"Pride is spiritual cancer: it eats up the very possibility of love, or contentment, or even common sense" (Mere Christianity, C S Lewis). Who could argue with such a statement? From the beginning of the Bible it is clear that pride is a serious problem in God's creation. We learn from Isaiah that pride lay at the root of Satan's attempts to exalt himself: "I will ascend above the heights of the clouds; I will be like the most High" (Is 14.14). After being cast down he brought his temptations into the Garden of Eden tempting Eve with the promise that she and her husband could be as "gods, knowing good and evil" (Gen 3.5). Was the garden unpleasant, the food poor, or the Lord ungracious in any way? Pride reared its ugly head, and before long Adam and Eve were hiding behind a tree ashamed at the consequences of their rebellion.
The story of mankind is punctuated by pride. It is everywhere in Biblical history. Uzziah had a good start as king in Judah, "But when he was strong, his heart was lifted up to his destruction: for he transgressed against the Lord his God, and went into the temple of the Lord to burn incense upon the altar of incense" (2 Chr 26.16).
Haman was promoted by King Ahasuerus who "set his seat above all the princes that were with him" (Esth 3.1). It seemed to go to his head "when Haman saw that Mordecai bowed not, nor did him reverence, then was Haman full of wrath (Esth 3.5). The story ended with proud Haman cast down from his position of power and suffering the end that he had prepared for Mordecai his enemy.

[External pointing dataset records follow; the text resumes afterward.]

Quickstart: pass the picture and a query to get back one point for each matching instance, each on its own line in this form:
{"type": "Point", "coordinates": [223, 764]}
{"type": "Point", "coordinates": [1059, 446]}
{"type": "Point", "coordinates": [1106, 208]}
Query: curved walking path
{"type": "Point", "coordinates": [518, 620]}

It was nothing less than pride that saw Nebuchadnezzar lose his kingdom when he said, "Is not this great Babylon, that I have built for the house of the kingdom by the might of my power, and for the honour of my majesty?" (Dan 4.30). Nebuchadnezzar repented of his pride, but his grandson was not given the same opportunity. Belshazzar, who knew of his grandfather's rebuke, refused to learn his grandfather's lesson. On the night of King Belshazzar's demise, Daniel the prophet stood before him and said, "And thou his son, O Belshazzar, hast not humbled thine heart, though thou knewest all this; But hast lifted up thyself against the Lord of heaven" (Dan 5.22-23).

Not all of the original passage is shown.